Aber zurück zum Umbau der Pokemon-Kategorie. Mir wurde (Vielen Dank an Painted Lady) eine aktuelle Liste zugeschickt, wie die aktuell vorhandenen Charaktere aufzuteilen sind:

Achromas (Spiele, Anime und Manga)
Alain (Anime)
Amalia (Spiele)
Ash Ketchum (Anime)
Ashs Mutter (Anime)
Barry (Anime)
Bell (Spiele, Anime und Manga)
Benny (Spiele, Anime und Manga)
Black (Manga)
Blau (Spiele)
Blue (Manga)
Brix (Spiele)
Butch (Anime)
Cassidy (Anime)
Cheren (Spiele, Anime und Manga)
Connie (Spiele und Anime)
Crystal (Manga)
Cynthia (Spiele, Anime und Manga)
Diamond (Manga)
Diaz (Anime)
Drew (Anime)
Emerald (Manga)
G-Cis (Spiele, Anime und Manga)
Gary Eich (Anime)
Géraldine (Spiele, Anime und Manga)
Giovanni (Spiele, Anime und Manga)
Gold (Manga)
Green Eich (Manga)
Grün (Spiele)
Heiko (Spiele und Manga)
James (Anime)
Jessie (Anime)
Jupiter (Spiele, Anime und Manga)
Kalem (Spiele)
Kamilla (Spiele, Anime und Manga)
Klarin (Spiele)
Kris (Spiele)
Lance  (Spiele, Anime und Manga)
Lilia (Spiele, Anime und Manga)
Lotta (Spiele)
Lucia (Spiele und Anime)
Lucius (Spiele)
Lyra (Spiele und Anime)
Maike (Spiele und Anime)
Mars (Spiele, Anime und Manga)
Matisse (Spiele und Manga)
Max (Anime)
Mica (Spiele, Anime und Manga)
Michael (Spiele)
Michelle (Anime)
Misty (Spiele, Anime und Manga)
Mr. Trumm / Mr.
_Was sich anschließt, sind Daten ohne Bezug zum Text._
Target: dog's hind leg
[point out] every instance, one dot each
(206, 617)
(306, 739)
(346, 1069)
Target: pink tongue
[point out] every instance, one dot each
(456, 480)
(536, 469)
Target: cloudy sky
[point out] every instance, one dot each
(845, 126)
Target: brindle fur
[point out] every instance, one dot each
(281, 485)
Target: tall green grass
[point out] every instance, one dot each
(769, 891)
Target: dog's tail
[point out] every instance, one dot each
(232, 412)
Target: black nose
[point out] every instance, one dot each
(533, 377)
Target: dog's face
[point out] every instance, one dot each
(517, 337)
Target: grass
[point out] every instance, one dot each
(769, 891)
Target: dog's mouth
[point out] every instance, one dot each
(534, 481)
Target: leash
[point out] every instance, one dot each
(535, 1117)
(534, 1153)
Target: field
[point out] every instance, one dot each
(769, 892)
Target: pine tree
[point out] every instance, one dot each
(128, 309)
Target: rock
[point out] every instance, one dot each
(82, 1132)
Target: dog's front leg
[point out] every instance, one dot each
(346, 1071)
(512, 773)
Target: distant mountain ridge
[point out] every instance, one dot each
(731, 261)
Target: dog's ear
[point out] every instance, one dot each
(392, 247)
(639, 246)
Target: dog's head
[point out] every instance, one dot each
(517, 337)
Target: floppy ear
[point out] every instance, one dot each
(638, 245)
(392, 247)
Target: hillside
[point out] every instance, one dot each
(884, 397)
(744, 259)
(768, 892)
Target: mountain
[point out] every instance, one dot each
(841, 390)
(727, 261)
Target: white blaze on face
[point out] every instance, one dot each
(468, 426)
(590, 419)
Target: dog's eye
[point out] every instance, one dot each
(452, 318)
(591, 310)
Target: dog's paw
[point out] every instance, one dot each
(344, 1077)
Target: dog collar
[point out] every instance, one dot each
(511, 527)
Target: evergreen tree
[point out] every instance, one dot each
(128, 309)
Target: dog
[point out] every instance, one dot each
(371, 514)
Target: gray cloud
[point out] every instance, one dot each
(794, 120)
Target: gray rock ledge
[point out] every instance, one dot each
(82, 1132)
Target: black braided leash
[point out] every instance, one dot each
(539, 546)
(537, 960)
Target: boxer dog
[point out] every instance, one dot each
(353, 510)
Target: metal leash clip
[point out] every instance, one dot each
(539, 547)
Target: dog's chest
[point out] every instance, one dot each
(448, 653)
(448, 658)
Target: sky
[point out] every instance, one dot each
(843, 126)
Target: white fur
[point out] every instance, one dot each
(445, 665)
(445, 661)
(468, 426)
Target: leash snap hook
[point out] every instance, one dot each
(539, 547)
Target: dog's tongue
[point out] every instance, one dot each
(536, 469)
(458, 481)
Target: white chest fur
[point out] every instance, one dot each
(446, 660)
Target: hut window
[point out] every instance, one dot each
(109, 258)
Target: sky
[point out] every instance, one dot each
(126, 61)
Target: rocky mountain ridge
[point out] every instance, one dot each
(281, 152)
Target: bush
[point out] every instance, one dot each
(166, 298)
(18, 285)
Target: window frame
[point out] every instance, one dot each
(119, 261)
Stone (Spiele und Manga)
N (Spiele, Anime und Manga)
OC (Own Character)
Officer Rocky (Anime)
Paul (Anime)
Perl (Spiele)
Pearl (Manga)
Platinum (Manga)
Professor Birk (Spiele, Anime und Manga)
Professor Eibe (Spiele, Anime und Manga)
Professor Eich (Spiele, Anime und Manga)
Professor Esche (Spiele, Anime und Manga)
Professor Lind (Spiele, Anime und Manga)
Professor Platan (Spiele, Anime und Manga)
Red (Manga)
Richie (Anime)
Rocko (Spiele, Anime und Manga)
Rosy (Spiele)
Whi-Two (Manga)
Rot (Spiele)
Ruby (Manga)
Sannah (Spiele, Anime und Manga)
Sapphire (Manga)
Saturn (Spiele, Anime und Manga)
Schwester Joy (Anime)
Serena (Spiele und Anime)
Siegfried (Spiele, Anime und Manga)
Silber (Spiele)
Silver (Manga)
Tierno (Spiele, Anime und Manga)
Tony (Spiele)
Lack-Two (Manga)
Tracy (Anime)
Trovato (Spiele, Anime und Manga)
Troy Trumm / Steven Stone (Spiele und Manga)
Warren (Spiele)
Wassili / Wallace (Spiele, Anime und Manga)
Wes (Spiele)
White (Manga)
Yellow (Manga)
Zyrus (Spiele, Anime und Manga)

Da werde ich mich jetzt dran machen. Änderungen und Verbesserungen, auch Umbenennungen und Erweiterungen sind natürlich möglich. Feedback ist immer gern gesehen. 😉

Ich würde euch bitten, wenn ich fertig bin, die entsprechenden Verschiebungen zu veranlassen.

Kleiner Nachtrag: Ich sollte vielleicht noch erläutern, wie ein Fandom charaktertechnisch aufgebaut ist. Es ist so, dass in einem Fandom alle Charaktere zu den einzelnen Subkategorien des Fandoms zusammengefaßt sind. Dort sind Namensgleichheiten deswegen auch nicht möglich. Ihr findet z.B. alle derzeitig in der Datenbank vorhandenen Pokemon-Charaktere, wenn ihr unter der Subkategorie Allgemein in die Charaktersuche schaut. Bei den spezifischen Subkategorien sind dann nur die für diese relevanten Charaktere ausgewählt und auswählbar.

Wenn später jemand ein Pokemon-Crossover schreibt, so kann er dafür aber alle zum Fandom gehörenden Charaktere auswählen und danach kann dann auch gesucht werden. Es wird also möglich sein, nach einem Pokemon-Naruto-Crossover zu suchen, dass als Hauptpersonen Misty, Whi-Two und Gaara enthält.

Dez 192015
 

Die Situation mit den Charakteren im Pokemon-Fandom ist ein wenig unübersichtlich. Das hängt damit zusammen, dass es Charaktere aus dem Manga, aus dem Anime und aus den Spielen gibt. Die teilweise auch noch gleiche Namen tragen, aber eben doch unterschiedliche Charaktere sind.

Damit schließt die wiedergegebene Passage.